According to the OED, the noun soliloquy has the following meanings:
a. An instance of talking to or conversing with oneself, or of uttering one's thoughts
aloud without addressing any person.
b. A literary production representing or imitating a discourse of this nature.
2. Without article: the act of talking to oneself; soliloquizing.
The verb soliloquize has these meanings:
1. intr. To engage in soliloquy; to talk to oneself.
a. To utter in soliloquy.
1854 Fraser's Mag. 50 72 Balder soliloquises his ambition.
b. To address or apostrophize in soliloquy.

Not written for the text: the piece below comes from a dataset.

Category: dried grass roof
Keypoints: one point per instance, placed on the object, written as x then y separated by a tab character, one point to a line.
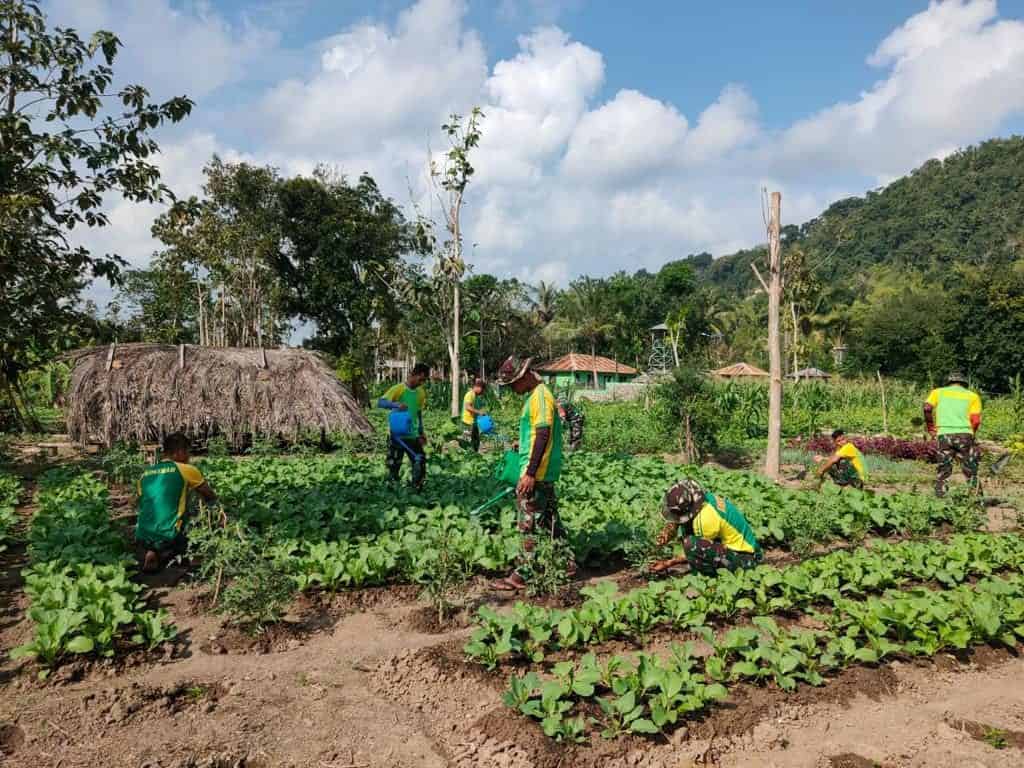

1823 New Monthly Mag. 7 332 When you are soliloquizing the moon.
I gave two more uncommon of the many usage examples.
So if someone "soliloquizes", they either talk or write to themselves, address an inanimate object (Hamlet's skull), or write in the literary genre of the soliloquy. The context should make clear, what exactly the character does.
In a sense, writing a diary could be understood as soliloquizing: Soliloquy of a Farmer's Wife. The Diary of Annie Elliott Perrin.
In a drama, a monologue, a soliloquy and an aside are differentiated thus:
- monologue is long, breaking the back and forth of normal conversation, but it is addressed at other characters (who may be off stage, e.g. on the telephone)
- during a soliloquy, which may be long or only a few words, the speaker is alone on the stage
- an aside is addressed at the audience
A short soliloquy would be one of two characters exiting the stage, the remaining character uttering: "Well, there he goes ...," and the next charactering coming onto the stage.
The most famous soliloquy is probably the "to be or not to be"-speech in Shakespeare's Hamlet.